Türkiyenin Akdenizde haklarını kullanmaya başlamasıyla ortaya çıkan tehdit, taciz gibi rezilliklerin yanı sıra bu son Rosaline A gemisi baskını AB ülkelerinin niyetini açıkça ortaya koydu.
Türkiyenin resmi kurumlarından, sivil toplum kuruluşlarından bu olaylara tepkiler geldi. Gelmeye de devam ediyor.
Mavi Vatan olgusunun gelişmesiyle yaşanan deniz olaylarına en büyük tepkiyi vermesi gereken, Türkiye'nin en büyük denizcilik sivil toplum örgütü olan İMEAK Deniz Ticaret Odası ise olayı sadece kuru bir kınama yayınlamakla yetindiNeden?
Halbuki gönül isterdi ki, İMO'da uluslarası deniz ticaret odasında bizim İMEAK DTO kurduğu komisyonlar ile en büyük tepkiyi versin.
Ne Mavi Vatan konusunda, ne de bu RosalineA gemisi olayı için Deniz Ticaret Odasından yüksek tonda, beklediğimiz bir ses yükselmedi.
Zaten İMEAK Deniz Ticaret Odası son 2 yıldır içine kapanmış durumda.
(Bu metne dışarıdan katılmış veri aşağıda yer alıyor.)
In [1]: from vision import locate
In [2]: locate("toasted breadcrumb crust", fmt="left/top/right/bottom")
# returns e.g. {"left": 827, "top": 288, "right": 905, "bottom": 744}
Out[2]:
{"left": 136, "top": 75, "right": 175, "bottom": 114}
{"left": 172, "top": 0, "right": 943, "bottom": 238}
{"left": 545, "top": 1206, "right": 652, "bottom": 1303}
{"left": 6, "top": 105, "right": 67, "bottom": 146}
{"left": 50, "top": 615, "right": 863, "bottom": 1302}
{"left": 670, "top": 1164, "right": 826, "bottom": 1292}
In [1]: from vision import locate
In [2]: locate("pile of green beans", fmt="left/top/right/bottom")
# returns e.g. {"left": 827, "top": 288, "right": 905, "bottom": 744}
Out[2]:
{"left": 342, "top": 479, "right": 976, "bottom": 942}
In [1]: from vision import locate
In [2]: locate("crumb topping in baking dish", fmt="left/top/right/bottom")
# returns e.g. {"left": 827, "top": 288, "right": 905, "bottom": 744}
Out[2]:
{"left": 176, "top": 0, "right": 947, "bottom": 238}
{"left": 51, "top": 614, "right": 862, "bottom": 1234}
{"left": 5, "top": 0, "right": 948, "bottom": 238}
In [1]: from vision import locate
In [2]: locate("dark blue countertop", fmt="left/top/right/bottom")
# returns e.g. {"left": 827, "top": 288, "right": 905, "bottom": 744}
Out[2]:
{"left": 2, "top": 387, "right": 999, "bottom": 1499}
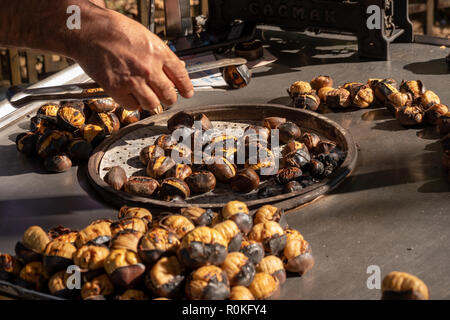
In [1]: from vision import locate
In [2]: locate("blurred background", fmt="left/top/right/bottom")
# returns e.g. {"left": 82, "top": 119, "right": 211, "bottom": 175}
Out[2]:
{"left": 0, "top": 0, "right": 448, "bottom": 89}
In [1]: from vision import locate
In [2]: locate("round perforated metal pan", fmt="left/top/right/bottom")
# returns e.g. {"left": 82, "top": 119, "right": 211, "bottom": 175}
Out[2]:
{"left": 87, "top": 104, "right": 357, "bottom": 211}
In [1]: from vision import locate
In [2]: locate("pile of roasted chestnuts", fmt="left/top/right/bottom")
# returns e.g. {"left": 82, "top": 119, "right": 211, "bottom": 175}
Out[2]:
{"left": 103, "top": 111, "right": 345, "bottom": 201}
{"left": 0, "top": 201, "right": 314, "bottom": 300}
{"left": 381, "top": 271, "right": 429, "bottom": 300}
{"left": 15, "top": 91, "right": 162, "bottom": 173}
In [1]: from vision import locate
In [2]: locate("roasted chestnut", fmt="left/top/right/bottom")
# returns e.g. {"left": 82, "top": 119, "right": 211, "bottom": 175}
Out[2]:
{"left": 146, "top": 156, "right": 176, "bottom": 179}
{"left": 293, "top": 94, "right": 320, "bottom": 111}
{"left": 48, "top": 270, "right": 79, "bottom": 298}
{"left": 400, "top": 80, "right": 425, "bottom": 100}
{"left": 124, "top": 176, "right": 160, "bottom": 197}
{"left": 30, "top": 116, "right": 52, "bottom": 134}
{"left": 420, "top": 90, "right": 440, "bottom": 109}
{"left": 304, "top": 159, "right": 325, "bottom": 178}
{"left": 36, "top": 130, "right": 69, "bottom": 158}
{"left": 374, "top": 80, "right": 398, "bottom": 103}
{"left": 213, "top": 220, "right": 243, "bottom": 252}
{"left": 164, "top": 143, "right": 192, "bottom": 161}
{"left": 81, "top": 274, "right": 115, "bottom": 300}
{"left": 221, "top": 252, "right": 255, "bottom": 286}
{"left": 275, "top": 167, "right": 302, "bottom": 185}
{"left": 75, "top": 220, "right": 112, "bottom": 248}
{"left": 0, "top": 253, "right": 21, "bottom": 281}
{"left": 48, "top": 227, "right": 77, "bottom": 243}
{"left": 138, "top": 228, "right": 180, "bottom": 265}
{"left": 110, "top": 217, "right": 148, "bottom": 236}
{"left": 437, "top": 113, "right": 450, "bottom": 135}
{"left": 325, "top": 88, "right": 351, "bottom": 108}
{"left": 283, "top": 149, "right": 311, "bottom": 168}
{"left": 86, "top": 90, "right": 119, "bottom": 113}
{"left": 56, "top": 103, "right": 85, "bottom": 131}
{"left": 300, "top": 132, "right": 320, "bottom": 152}
{"left": 284, "top": 180, "right": 303, "bottom": 193}
{"left": 248, "top": 221, "right": 287, "bottom": 256}
{"left": 167, "top": 111, "right": 194, "bottom": 132}
{"left": 118, "top": 207, "right": 152, "bottom": 225}
{"left": 244, "top": 125, "right": 270, "bottom": 143}
{"left": 257, "top": 255, "right": 286, "bottom": 284}
{"left": 381, "top": 271, "right": 429, "bottom": 300}
{"left": 160, "top": 178, "right": 190, "bottom": 201}
{"left": 68, "top": 138, "right": 92, "bottom": 162}
{"left": 310, "top": 75, "right": 333, "bottom": 91}
{"left": 288, "top": 81, "right": 312, "bottom": 98}
{"left": 145, "top": 256, "right": 185, "bottom": 298}
{"left": 185, "top": 265, "right": 230, "bottom": 300}
{"left": 180, "top": 207, "right": 220, "bottom": 227}
{"left": 194, "top": 113, "right": 213, "bottom": 131}
{"left": 115, "top": 107, "right": 140, "bottom": 125}
{"left": 208, "top": 156, "right": 237, "bottom": 182}
{"left": 395, "top": 105, "right": 424, "bottom": 127}
{"left": 110, "top": 229, "right": 143, "bottom": 253}
{"left": 118, "top": 289, "right": 149, "bottom": 300}
{"left": 102, "top": 166, "right": 127, "bottom": 191}
{"left": 317, "top": 86, "right": 334, "bottom": 102}
{"left": 222, "top": 64, "right": 251, "bottom": 89}
{"left": 82, "top": 124, "right": 106, "bottom": 147}
{"left": 73, "top": 244, "right": 110, "bottom": 275}
{"left": 139, "top": 145, "right": 165, "bottom": 166}
{"left": 248, "top": 272, "right": 280, "bottom": 300}
{"left": 254, "top": 205, "right": 287, "bottom": 229}
{"left": 278, "top": 122, "right": 301, "bottom": 144}
{"left": 282, "top": 238, "right": 314, "bottom": 275}
{"left": 231, "top": 168, "right": 260, "bottom": 193}
{"left": 240, "top": 240, "right": 264, "bottom": 265}
{"left": 185, "top": 170, "right": 216, "bottom": 194}
{"left": 178, "top": 226, "right": 228, "bottom": 269}
{"left": 158, "top": 215, "right": 195, "bottom": 239}
{"left": 262, "top": 117, "right": 286, "bottom": 130}
{"left": 18, "top": 261, "right": 48, "bottom": 291}
{"left": 43, "top": 240, "right": 77, "bottom": 274}
{"left": 348, "top": 84, "right": 374, "bottom": 108}
{"left": 425, "top": 104, "right": 448, "bottom": 125}
{"left": 281, "top": 141, "right": 307, "bottom": 158}
{"left": 16, "top": 132, "right": 39, "bottom": 156}
{"left": 104, "top": 248, "right": 146, "bottom": 288}
{"left": 285, "top": 228, "right": 304, "bottom": 241}
{"left": 15, "top": 226, "right": 50, "bottom": 264}
{"left": 155, "top": 134, "right": 178, "bottom": 149}
{"left": 91, "top": 112, "right": 120, "bottom": 135}
{"left": 37, "top": 103, "right": 60, "bottom": 117}
{"left": 222, "top": 200, "right": 253, "bottom": 234}
{"left": 229, "top": 285, "right": 255, "bottom": 300}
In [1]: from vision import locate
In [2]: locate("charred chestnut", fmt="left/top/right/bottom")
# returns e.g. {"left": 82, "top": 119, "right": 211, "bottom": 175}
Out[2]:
{"left": 68, "top": 138, "right": 92, "bottom": 162}
{"left": 178, "top": 226, "right": 228, "bottom": 268}
{"left": 124, "top": 176, "right": 160, "bottom": 197}
{"left": 325, "top": 88, "right": 351, "bottom": 108}
{"left": 104, "top": 248, "right": 146, "bottom": 288}
{"left": 381, "top": 271, "right": 429, "bottom": 300}
{"left": 180, "top": 207, "right": 220, "bottom": 227}
{"left": 248, "top": 272, "right": 280, "bottom": 300}
{"left": 30, "top": 116, "right": 52, "bottom": 134}
{"left": 81, "top": 273, "right": 115, "bottom": 300}
{"left": 194, "top": 113, "right": 213, "bottom": 131}
{"left": 158, "top": 215, "right": 195, "bottom": 239}
{"left": 48, "top": 270, "right": 79, "bottom": 298}
{"left": 374, "top": 81, "right": 398, "bottom": 104}
{"left": 395, "top": 105, "right": 424, "bottom": 127}
{"left": 240, "top": 240, "right": 265, "bottom": 265}
{"left": 262, "top": 117, "right": 286, "bottom": 130}
{"left": 282, "top": 238, "right": 314, "bottom": 275}
{"left": 425, "top": 104, "right": 448, "bottom": 125}
{"left": 283, "top": 149, "right": 311, "bottom": 168}
{"left": 288, "top": 81, "right": 312, "bottom": 98}
{"left": 139, "top": 145, "right": 165, "bottom": 166}
{"left": 222, "top": 64, "right": 251, "bottom": 89}
{"left": 231, "top": 168, "right": 260, "bottom": 193}
{"left": 145, "top": 256, "right": 185, "bottom": 298}
{"left": 155, "top": 134, "right": 178, "bottom": 149}
{"left": 115, "top": 107, "right": 140, "bottom": 125}
{"left": 278, "top": 122, "right": 301, "bottom": 144}
{"left": 420, "top": 90, "right": 440, "bottom": 109}
{"left": 248, "top": 221, "right": 287, "bottom": 256}
{"left": 159, "top": 178, "right": 190, "bottom": 201}
{"left": 400, "top": 80, "right": 426, "bottom": 100}
{"left": 16, "top": 132, "right": 39, "bottom": 156}
{"left": 15, "top": 226, "right": 50, "bottom": 264}
{"left": 43, "top": 240, "right": 77, "bottom": 274}
{"left": 147, "top": 156, "right": 176, "bottom": 179}
{"left": 75, "top": 220, "right": 112, "bottom": 248}
{"left": 310, "top": 75, "right": 333, "bottom": 91}
{"left": 221, "top": 252, "right": 255, "bottom": 286}
{"left": 42, "top": 152, "right": 72, "bottom": 173}
{"left": 0, "top": 253, "right": 21, "bottom": 281}
{"left": 184, "top": 171, "right": 216, "bottom": 194}
{"left": 275, "top": 167, "right": 302, "bottom": 185}
{"left": 208, "top": 157, "right": 236, "bottom": 182}
{"left": 257, "top": 255, "right": 286, "bottom": 284}
{"left": 56, "top": 103, "right": 85, "bottom": 131}
{"left": 167, "top": 111, "right": 194, "bottom": 132}
{"left": 37, "top": 103, "right": 60, "bottom": 117}
{"left": 254, "top": 205, "right": 287, "bottom": 229}
{"left": 229, "top": 285, "right": 255, "bottom": 300}
{"left": 293, "top": 94, "right": 320, "bottom": 111}
{"left": 82, "top": 124, "right": 106, "bottom": 147}
{"left": 18, "top": 261, "right": 48, "bottom": 291}
{"left": 438, "top": 113, "right": 450, "bottom": 135}
{"left": 222, "top": 200, "right": 253, "bottom": 234}
{"left": 36, "top": 130, "right": 68, "bottom": 159}
{"left": 213, "top": 220, "right": 243, "bottom": 252}
{"left": 91, "top": 112, "right": 120, "bottom": 135}
{"left": 304, "top": 159, "right": 325, "bottom": 177}
{"left": 185, "top": 265, "right": 230, "bottom": 300}
{"left": 118, "top": 289, "right": 149, "bottom": 300}
{"left": 284, "top": 180, "right": 303, "bottom": 193}
{"left": 138, "top": 228, "right": 180, "bottom": 265}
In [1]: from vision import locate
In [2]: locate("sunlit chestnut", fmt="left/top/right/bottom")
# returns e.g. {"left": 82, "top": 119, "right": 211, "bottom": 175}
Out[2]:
{"left": 115, "top": 107, "right": 140, "bottom": 125}
{"left": 178, "top": 226, "right": 228, "bottom": 268}
{"left": 164, "top": 163, "right": 192, "bottom": 180}
{"left": 239, "top": 240, "right": 264, "bottom": 265}
{"left": 231, "top": 168, "right": 260, "bottom": 193}
{"left": 139, "top": 145, "right": 164, "bottom": 166}
{"left": 138, "top": 228, "right": 180, "bottom": 265}
{"left": 400, "top": 80, "right": 426, "bottom": 100}
{"left": 104, "top": 248, "right": 146, "bottom": 288}
{"left": 15, "top": 226, "right": 50, "bottom": 264}
{"left": 110, "top": 218, "right": 147, "bottom": 236}
{"left": 310, "top": 75, "right": 333, "bottom": 91}
{"left": 48, "top": 270, "right": 79, "bottom": 298}
{"left": 167, "top": 111, "right": 194, "bottom": 132}
{"left": 248, "top": 272, "right": 280, "bottom": 300}
{"left": 374, "top": 80, "right": 398, "bottom": 103}
{"left": 221, "top": 252, "right": 255, "bottom": 287}
{"left": 158, "top": 215, "right": 195, "bottom": 239}
{"left": 124, "top": 176, "right": 160, "bottom": 197}
{"left": 425, "top": 104, "right": 448, "bottom": 125}
{"left": 30, "top": 116, "right": 52, "bottom": 135}
{"left": 82, "top": 124, "right": 106, "bottom": 147}
{"left": 145, "top": 256, "right": 185, "bottom": 298}
{"left": 90, "top": 112, "right": 120, "bottom": 135}
{"left": 118, "top": 206, "right": 152, "bottom": 225}
{"left": 213, "top": 220, "right": 243, "bottom": 252}
{"left": 16, "top": 132, "right": 39, "bottom": 156}
{"left": 349, "top": 84, "right": 374, "bottom": 108}
{"left": 185, "top": 265, "right": 230, "bottom": 300}
{"left": 248, "top": 221, "right": 287, "bottom": 256}
{"left": 43, "top": 240, "right": 77, "bottom": 274}
{"left": 75, "top": 220, "right": 112, "bottom": 248}
{"left": 103, "top": 166, "right": 127, "bottom": 190}
{"left": 164, "top": 143, "right": 192, "bottom": 161}
{"left": 147, "top": 156, "right": 176, "bottom": 179}
{"left": 36, "top": 130, "right": 68, "bottom": 159}
{"left": 85, "top": 89, "right": 119, "bottom": 112}
{"left": 159, "top": 178, "right": 190, "bottom": 201}
{"left": 282, "top": 238, "right": 314, "bottom": 275}
{"left": 180, "top": 207, "right": 220, "bottom": 227}
{"left": 262, "top": 117, "right": 286, "bottom": 130}
{"left": 317, "top": 86, "right": 334, "bottom": 102}
{"left": 155, "top": 134, "right": 178, "bottom": 149}
{"left": 222, "top": 64, "right": 251, "bottom": 89}
{"left": 281, "top": 141, "right": 308, "bottom": 157}
{"left": 293, "top": 93, "right": 320, "bottom": 111}
{"left": 222, "top": 200, "right": 253, "bottom": 234}
{"left": 288, "top": 81, "right": 312, "bottom": 98}
{"left": 278, "top": 122, "right": 301, "bottom": 144}
{"left": 254, "top": 205, "right": 287, "bottom": 229}
{"left": 381, "top": 271, "right": 429, "bottom": 300}
{"left": 420, "top": 90, "right": 440, "bottom": 109}
{"left": 56, "top": 103, "right": 85, "bottom": 132}
{"left": 37, "top": 103, "right": 60, "bottom": 117}
{"left": 325, "top": 88, "right": 351, "bottom": 108}
{"left": 73, "top": 244, "right": 110, "bottom": 281}
{"left": 17, "top": 261, "right": 48, "bottom": 291}
{"left": 395, "top": 105, "right": 424, "bottom": 127}
{"left": 257, "top": 255, "right": 286, "bottom": 284}
{"left": 285, "top": 228, "right": 304, "bottom": 242}
{"left": 109, "top": 229, "right": 143, "bottom": 254}
{"left": 229, "top": 285, "right": 255, "bottom": 300}
{"left": 81, "top": 274, "right": 115, "bottom": 300}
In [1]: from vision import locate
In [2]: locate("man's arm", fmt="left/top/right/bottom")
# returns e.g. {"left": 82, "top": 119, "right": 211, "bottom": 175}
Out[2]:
{"left": 90, "top": 0, "right": 106, "bottom": 7}
{"left": 0, "top": 0, "right": 193, "bottom": 111}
Oda bünyesinde görevlendirdikleri bir reklamcı, halkla ilişkiler elemanı vasıtası ile DTO'dan haberler verilmeye çalışılıyor. O haberlerde de dişe dokunur şeyler değil.
DTO ile TUDEV arasındaki ilişkiler üzerine vakıflar genel Müdürlüğünün raporu ve YÖK raporundan sonra ne hikmetse DTO yönetimi iyice içine kapandı.
Galiba İMEAK DTO artık vizyon kaybına uğramaya başladı. Denizciler seslerini daha iyi duyurabilmek için İMEAK DTO bulunduğu illere göre bağımsız hale gelmeli. İstanbuldaki Deniz Ticaret Odası da sadece İstanbul Deniz Ticaret Odası olmalı....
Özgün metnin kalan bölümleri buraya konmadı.